I used to read dr. dobbs but have not done so since I haven't seen it in the magazine racks in recent years.
What a pity.

That's pretty funny, really.  There are ideas I agree with in there: respect for the past, esp. in computing.
I really admire good engineering too.  But architects and engineers
need to work together to achieve _stable_ _beauty_ at the level of what the system is
intended for.  In the case of the web, not objects, but stuff people who are not computer engineers can
work with.  Like markup, in its various forms, eh?

Regarding an error free internet, I believe the internet is engineered to tolerate errors.  Much
like the web.

And yes, I'll admit it, I'm an amateur.  But I believe there are in fact professionals who also like XML :-).

May have to start listening to jazz again though.

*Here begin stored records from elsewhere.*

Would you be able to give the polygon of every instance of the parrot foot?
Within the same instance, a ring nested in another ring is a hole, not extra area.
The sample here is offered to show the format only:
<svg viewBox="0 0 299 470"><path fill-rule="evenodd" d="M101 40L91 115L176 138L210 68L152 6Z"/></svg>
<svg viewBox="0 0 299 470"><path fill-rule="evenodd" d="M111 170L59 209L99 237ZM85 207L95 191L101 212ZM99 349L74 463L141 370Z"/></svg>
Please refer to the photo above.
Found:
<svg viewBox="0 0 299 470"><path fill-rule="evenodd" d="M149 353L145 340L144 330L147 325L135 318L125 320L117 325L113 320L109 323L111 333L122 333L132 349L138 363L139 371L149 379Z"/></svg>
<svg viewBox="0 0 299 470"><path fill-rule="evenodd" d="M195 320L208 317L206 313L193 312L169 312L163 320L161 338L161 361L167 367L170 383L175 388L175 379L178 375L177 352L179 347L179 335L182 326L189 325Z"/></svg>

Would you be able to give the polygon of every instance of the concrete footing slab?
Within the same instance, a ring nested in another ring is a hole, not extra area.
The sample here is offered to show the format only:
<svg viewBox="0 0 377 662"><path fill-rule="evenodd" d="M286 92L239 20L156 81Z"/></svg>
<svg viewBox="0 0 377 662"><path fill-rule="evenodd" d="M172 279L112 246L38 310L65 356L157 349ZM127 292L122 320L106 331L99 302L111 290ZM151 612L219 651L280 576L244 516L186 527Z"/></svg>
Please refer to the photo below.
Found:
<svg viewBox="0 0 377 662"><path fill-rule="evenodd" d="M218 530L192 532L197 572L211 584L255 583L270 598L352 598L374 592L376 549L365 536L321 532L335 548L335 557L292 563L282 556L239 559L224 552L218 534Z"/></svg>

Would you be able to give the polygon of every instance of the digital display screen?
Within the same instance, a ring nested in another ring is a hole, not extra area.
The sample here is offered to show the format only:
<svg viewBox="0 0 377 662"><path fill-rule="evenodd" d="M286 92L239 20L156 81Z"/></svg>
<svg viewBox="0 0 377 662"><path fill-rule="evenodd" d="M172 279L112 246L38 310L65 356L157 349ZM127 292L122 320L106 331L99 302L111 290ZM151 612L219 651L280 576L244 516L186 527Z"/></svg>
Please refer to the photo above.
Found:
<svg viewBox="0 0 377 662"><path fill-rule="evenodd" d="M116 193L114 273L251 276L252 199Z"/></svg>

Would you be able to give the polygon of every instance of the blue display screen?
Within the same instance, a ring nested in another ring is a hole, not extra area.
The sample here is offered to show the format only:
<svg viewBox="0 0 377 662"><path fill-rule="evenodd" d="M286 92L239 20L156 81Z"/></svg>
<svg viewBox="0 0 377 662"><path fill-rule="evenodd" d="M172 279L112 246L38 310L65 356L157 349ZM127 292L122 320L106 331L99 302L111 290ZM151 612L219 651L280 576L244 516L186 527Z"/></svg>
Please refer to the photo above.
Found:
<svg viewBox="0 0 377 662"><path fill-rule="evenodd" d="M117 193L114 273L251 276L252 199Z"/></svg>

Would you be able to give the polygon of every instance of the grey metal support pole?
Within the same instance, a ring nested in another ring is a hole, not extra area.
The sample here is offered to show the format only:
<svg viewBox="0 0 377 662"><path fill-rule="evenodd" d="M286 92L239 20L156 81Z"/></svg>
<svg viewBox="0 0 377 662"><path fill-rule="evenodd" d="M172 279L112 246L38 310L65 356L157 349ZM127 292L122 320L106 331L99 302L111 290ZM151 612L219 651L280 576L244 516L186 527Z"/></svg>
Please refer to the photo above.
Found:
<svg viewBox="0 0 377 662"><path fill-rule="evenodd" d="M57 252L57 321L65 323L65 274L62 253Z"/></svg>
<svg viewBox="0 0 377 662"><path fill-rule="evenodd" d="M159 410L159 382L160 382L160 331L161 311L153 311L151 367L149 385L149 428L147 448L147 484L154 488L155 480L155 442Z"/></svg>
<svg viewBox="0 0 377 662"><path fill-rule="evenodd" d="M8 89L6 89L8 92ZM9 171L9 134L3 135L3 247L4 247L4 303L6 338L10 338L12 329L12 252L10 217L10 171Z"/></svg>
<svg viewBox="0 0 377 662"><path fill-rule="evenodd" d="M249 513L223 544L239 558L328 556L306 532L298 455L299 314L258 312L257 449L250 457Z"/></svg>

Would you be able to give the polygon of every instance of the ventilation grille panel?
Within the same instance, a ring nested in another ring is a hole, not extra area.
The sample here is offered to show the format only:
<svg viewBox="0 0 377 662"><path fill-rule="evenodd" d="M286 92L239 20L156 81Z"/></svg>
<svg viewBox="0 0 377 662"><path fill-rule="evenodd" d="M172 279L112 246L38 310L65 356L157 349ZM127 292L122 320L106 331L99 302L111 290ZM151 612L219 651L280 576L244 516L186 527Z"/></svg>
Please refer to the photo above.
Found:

> -----Original Message-----
> From: Len Bullard [mailto:Len.Bullard@ses-i.com] 
> Sent: July 12, 2012 13:07
> To: Rushforth, Peter; Costello, Roger L.; xml-dev@lists.xml.org
> Subject: RE: [xml-dev] [OT] What are the key technical 
> problems of our era?
> http://www.drdobbs.com/architecture-and-design/interview-with-
> alan-kay/2
> 40003442
> A chat with Alan Kay.
> "The Internet was done so well that most people think of it 
> as a natural resource like the Pacific Ocean, rather than 
> something that was man-made. When was the last time a 
> technology with a scale like that was so error-free? The Web, 
> in comparison, is a joke. The Web was done by amateurs."